PENEGAKAN HUKUM TERHADAP PENGGUNAAN KNALPOT BISING MENURUT UNDANG-UNDANG NOMOR 22 TAHUN 2009 TENTANG LALU LINTAS DAN ANGKUTAN JALAN
Abstract
Penelitian ini bertujuan untuk mengetahui dan memahami bagaimana pengaturan hukum mengenai penggunaan knalpot bising menurut Undang-Undang Nomor 22 Tahun 2009 tentang Lalu Lintas dan Angkutan Jalan dan untuk mengetahui dan memahami penegakan hukum terhadap pelanggaran penggunaan knalpot bising di Indonesia. Dengan menggunakan metode penelitian normatif, dapat ditarik kesimpulan yaitu : 1. Pengaturan hukum knalpot bising dalam UU No. 22/2009 bersifat prohibitif namun kurang teknis.
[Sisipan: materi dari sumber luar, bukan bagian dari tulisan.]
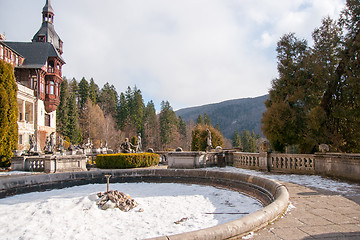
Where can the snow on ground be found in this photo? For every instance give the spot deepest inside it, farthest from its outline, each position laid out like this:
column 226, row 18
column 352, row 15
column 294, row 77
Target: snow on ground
column 312, row 181
column 72, row 213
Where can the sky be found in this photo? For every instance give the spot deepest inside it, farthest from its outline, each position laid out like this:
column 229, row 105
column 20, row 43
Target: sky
column 187, row 52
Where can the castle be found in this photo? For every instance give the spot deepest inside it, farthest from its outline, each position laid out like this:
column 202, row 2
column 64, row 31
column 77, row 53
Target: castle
column 37, row 67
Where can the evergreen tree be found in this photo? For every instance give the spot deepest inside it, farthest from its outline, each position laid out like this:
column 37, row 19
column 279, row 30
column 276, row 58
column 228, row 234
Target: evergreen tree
column 73, row 128
column 8, row 113
column 283, row 121
column 217, row 127
column 236, row 141
column 62, row 115
column 207, row 120
column 200, row 120
column 316, row 99
column 83, row 93
column 137, row 110
column 122, row 112
column 150, row 126
column 94, row 91
column 74, row 88
column 248, row 142
column 350, row 105
column 168, row 124
column 199, row 138
column 108, row 99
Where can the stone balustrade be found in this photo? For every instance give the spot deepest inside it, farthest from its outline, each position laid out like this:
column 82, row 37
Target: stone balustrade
column 339, row 165
column 292, row 163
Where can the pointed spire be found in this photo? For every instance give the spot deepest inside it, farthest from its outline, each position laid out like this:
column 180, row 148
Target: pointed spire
column 48, row 8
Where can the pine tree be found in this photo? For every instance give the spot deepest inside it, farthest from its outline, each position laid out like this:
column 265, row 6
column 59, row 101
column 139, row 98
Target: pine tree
column 62, row 118
column 207, row 120
column 199, row 138
column 200, row 120
column 236, row 141
column 168, row 124
column 73, row 128
column 151, row 132
column 83, row 93
column 350, row 105
column 283, row 121
column 8, row 113
column 109, row 99
column 248, row 141
column 137, row 110
column 94, row 91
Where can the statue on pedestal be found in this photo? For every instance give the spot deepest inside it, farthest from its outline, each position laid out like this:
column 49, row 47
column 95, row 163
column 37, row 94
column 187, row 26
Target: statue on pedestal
column 32, row 143
column 208, row 141
column 138, row 147
column 126, row 147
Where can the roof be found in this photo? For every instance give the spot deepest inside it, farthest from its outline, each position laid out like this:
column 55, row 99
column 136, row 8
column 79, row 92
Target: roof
column 36, row 54
column 47, row 29
column 3, row 43
column 48, row 8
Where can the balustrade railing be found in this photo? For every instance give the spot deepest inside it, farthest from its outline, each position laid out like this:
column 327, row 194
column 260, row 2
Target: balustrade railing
column 249, row 160
column 292, row 162
column 36, row 165
column 289, row 163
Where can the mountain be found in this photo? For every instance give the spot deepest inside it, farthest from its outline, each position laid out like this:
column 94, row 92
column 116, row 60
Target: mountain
column 239, row 114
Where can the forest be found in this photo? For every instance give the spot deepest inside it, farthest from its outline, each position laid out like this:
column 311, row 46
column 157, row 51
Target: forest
column 316, row 98
column 106, row 118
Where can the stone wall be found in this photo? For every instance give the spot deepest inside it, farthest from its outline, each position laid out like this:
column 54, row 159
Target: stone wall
column 273, row 195
column 346, row 166
column 49, row 163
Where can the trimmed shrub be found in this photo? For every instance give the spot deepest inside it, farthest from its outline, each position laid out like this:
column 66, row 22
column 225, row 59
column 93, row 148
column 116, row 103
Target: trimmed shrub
column 127, row 160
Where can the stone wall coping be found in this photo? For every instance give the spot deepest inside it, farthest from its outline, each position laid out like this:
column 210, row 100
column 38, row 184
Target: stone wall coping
column 186, row 153
column 276, row 193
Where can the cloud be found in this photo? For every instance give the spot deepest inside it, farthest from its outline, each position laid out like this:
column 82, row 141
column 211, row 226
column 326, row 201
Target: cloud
column 185, row 51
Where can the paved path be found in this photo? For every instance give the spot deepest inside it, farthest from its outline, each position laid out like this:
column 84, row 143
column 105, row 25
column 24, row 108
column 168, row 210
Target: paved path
column 317, row 214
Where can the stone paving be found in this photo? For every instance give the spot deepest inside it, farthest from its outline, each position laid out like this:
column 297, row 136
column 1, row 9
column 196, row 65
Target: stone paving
column 316, row 214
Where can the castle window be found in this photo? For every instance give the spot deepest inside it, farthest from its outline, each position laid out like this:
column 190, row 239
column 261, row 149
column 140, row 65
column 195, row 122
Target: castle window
column 47, row 120
column 52, row 87
column 41, row 87
column 42, row 38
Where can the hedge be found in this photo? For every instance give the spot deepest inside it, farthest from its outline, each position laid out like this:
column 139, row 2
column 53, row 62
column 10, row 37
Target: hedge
column 126, row 160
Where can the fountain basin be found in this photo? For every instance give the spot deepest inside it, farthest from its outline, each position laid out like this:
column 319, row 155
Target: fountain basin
column 272, row 194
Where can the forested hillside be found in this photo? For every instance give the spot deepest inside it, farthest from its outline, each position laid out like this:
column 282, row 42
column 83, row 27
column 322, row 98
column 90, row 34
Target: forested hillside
column 230, row 116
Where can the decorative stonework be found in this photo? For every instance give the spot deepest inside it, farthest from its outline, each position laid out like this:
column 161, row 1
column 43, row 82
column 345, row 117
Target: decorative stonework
column 116, row 199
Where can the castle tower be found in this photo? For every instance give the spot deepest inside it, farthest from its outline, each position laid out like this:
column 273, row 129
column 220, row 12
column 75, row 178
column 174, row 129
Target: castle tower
column 47, row 31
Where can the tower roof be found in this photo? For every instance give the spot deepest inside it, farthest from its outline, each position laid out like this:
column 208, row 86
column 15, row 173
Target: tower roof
column 47, row 31
column 48, row 8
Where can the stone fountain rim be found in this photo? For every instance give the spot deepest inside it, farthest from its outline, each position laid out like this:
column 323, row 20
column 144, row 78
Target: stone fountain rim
column 271, row 193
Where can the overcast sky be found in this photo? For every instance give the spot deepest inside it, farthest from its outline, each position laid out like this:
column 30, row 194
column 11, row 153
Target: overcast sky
column 189, row 52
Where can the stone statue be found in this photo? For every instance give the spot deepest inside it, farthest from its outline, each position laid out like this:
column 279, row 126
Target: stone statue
column 89, row 144
column 47, row 144
column 52, row 142
column 208, row 140
column 32, row 142
column 138, row 147
column 126, row 146
column 324, row 148
column 60, row 143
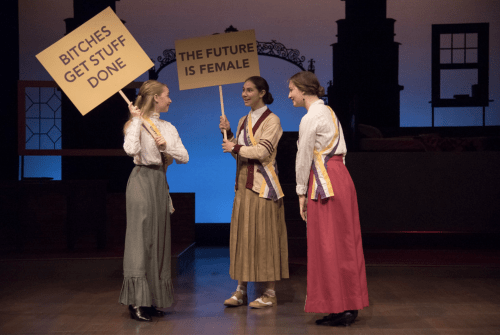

Pasal 106 dan Pasal 285 UU LLAJ secara tegas melarang modifikasi kendaraan yang mengubah konstruksi asli (termasuk knalpot) dan mengancam pelanggar dengan sanksi administratif (denda maksimal Rp 500.000). Namun, aturan ini tidak menyebutkan batas ambang kebisingan secara eksplisit, sehingga acuan teknisnya merujuk pada PP No. 55/2012 yang menetapkan batas 84 dB untuk sepeda motor. 2. Penegakan hukum pelanggaran knalpot bising di Indonesia belum efektif akibat tiga faktor utama: pertama, keterbatasan alat ukur kebisingan (sound level meter) pada unit patroli kepolisian; kedua, sanksi denda yang tidak menimbulkan efek jera (rata-rata hanya Rp 250.000) dan tidak diikuti kewajiban perbaikan kendaraan; serta ketiga, lemahnya koordinasi antara kepolisian, Dishub, dan DLH dalam pemantauan rutin serta pembinaan pelanggar.